PostPosted: 16 Jan 2006, 14:04
by Dieter Hemmers
Hello,
I have written a small chess engine with 0x88-Board-Representation and alpha-Beta search-algorithm. What is the best way to implement an evaluation function? Is it better to examine the position at the root much more than the others or should I examine all positions the same way. How do most programs work?
Dieter

Re: Evaluation

PostPosted: 16 Jan 2006, 15:23
by H.G.Muller
I am not sure what you mean by 'more often'. Surely it is always meaningless to evaluate the same position more than once?

Usually one evaluates at the end-leaves, but if you iteratively deepen the search positions at any level will be end-leaves in some stage of the search process. Initially the ones close to the root, and then progressively further away.

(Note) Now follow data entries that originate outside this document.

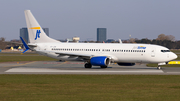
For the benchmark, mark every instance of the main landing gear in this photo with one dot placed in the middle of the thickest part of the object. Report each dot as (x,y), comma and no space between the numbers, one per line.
(158,67)
(87,65)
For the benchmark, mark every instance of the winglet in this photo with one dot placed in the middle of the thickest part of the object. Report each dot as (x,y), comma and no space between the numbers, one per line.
(25,45)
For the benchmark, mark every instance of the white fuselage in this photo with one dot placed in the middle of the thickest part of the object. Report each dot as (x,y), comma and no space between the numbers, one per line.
(129,53)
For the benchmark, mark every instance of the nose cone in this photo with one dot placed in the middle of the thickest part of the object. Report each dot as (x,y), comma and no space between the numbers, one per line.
(173,56)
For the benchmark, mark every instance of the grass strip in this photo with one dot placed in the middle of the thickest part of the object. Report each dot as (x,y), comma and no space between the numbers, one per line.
(90,87)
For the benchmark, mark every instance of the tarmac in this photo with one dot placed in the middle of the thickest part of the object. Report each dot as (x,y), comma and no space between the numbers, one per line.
(56,67)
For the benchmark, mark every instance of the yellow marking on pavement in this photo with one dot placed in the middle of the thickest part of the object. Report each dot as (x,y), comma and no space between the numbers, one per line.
(174,62)
(61,63)
(20,64)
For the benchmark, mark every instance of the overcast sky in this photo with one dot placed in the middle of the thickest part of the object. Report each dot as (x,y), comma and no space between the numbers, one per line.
(69,18)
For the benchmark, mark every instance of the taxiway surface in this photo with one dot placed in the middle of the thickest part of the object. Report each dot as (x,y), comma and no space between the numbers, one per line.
(54,67)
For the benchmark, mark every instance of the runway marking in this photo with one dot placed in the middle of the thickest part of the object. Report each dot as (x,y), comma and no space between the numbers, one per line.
(20,64)
(172,72)
(35,70)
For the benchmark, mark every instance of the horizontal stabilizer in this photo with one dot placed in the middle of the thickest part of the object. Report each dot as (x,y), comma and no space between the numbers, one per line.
(25,45)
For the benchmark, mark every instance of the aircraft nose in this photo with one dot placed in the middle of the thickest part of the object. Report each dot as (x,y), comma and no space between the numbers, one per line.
(173,56)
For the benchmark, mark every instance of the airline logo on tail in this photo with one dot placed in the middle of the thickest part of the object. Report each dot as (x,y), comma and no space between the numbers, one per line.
(37,32)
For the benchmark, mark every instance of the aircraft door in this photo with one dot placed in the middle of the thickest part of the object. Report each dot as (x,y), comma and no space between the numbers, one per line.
(153,52)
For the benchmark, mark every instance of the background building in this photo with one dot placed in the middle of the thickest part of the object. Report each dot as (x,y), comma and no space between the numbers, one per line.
(101,34)
(24,33)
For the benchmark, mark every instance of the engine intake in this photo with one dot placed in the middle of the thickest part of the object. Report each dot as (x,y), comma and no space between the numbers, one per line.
(100,61)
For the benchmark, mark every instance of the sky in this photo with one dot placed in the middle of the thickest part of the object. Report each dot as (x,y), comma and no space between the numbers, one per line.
(70,18)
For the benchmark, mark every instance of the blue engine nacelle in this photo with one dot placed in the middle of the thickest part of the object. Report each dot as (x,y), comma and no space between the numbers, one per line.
(100,61)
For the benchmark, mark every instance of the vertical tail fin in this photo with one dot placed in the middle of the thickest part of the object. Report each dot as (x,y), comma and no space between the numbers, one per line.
(35,32)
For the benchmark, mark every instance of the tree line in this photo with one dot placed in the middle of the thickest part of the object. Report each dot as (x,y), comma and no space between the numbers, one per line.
(163,40)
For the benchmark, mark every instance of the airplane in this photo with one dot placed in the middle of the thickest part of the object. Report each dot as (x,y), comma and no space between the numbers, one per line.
(94,54)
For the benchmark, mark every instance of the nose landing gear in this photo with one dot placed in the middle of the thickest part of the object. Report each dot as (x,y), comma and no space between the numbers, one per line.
(159,67)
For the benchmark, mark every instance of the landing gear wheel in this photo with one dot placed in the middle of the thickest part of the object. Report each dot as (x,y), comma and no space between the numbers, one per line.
(159,67)
(87,65)
(103,66)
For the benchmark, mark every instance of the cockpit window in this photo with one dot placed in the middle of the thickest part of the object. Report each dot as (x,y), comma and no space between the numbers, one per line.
(165,50)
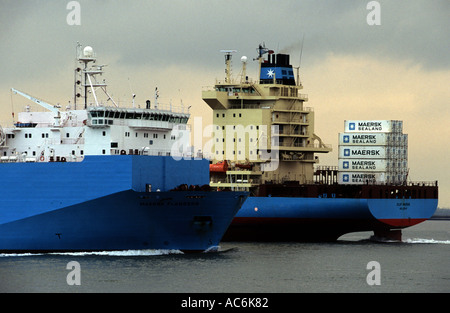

If a certain position is an internal node for a certain search depth, where all moves radiating out from that position are searched, an evaluation will not be used at all: the score for that position is purely derived as the value of the best move, through minimax. Only in nodes where not all moves are tried (e.g. quiescence search) you need evaluation to determine the score, in case all moves that are tried turn out to be worse than the current position is evaluated statically, under the assumption that among the moves that you did not consider there will be at least one that preserves the current balance.

Re: Evaluation

PostPosted: 16 Jan 2006, 16:13
by Dieter Hemmers
H.G.Muller wrote:I am not sure what you mean by 'more often'. Surely it is always meaningless to evaluate the same position more than once?

Usually one evaluates at the end-leaves, but if you iteratively deepen the search positions at any level will be end-leaves in some stage of the search process. Initially the ones close to the root, and then progressively further away.

If a certain position is an internal node for a certain search depth, where all moves radiating out from that position are searched, an evaluation will not be used at all: the score for that position is purely derived as the value of the best move, through minimax. Only in nodes where not all moves are tried (e.g. quiescence search) you need evaluation to determine the score, in case all moves that are tried turn out to be worse than the current position is evaluated statically, under the assumption that among the moves that you did not consider there will be at least one that preserves the current balance.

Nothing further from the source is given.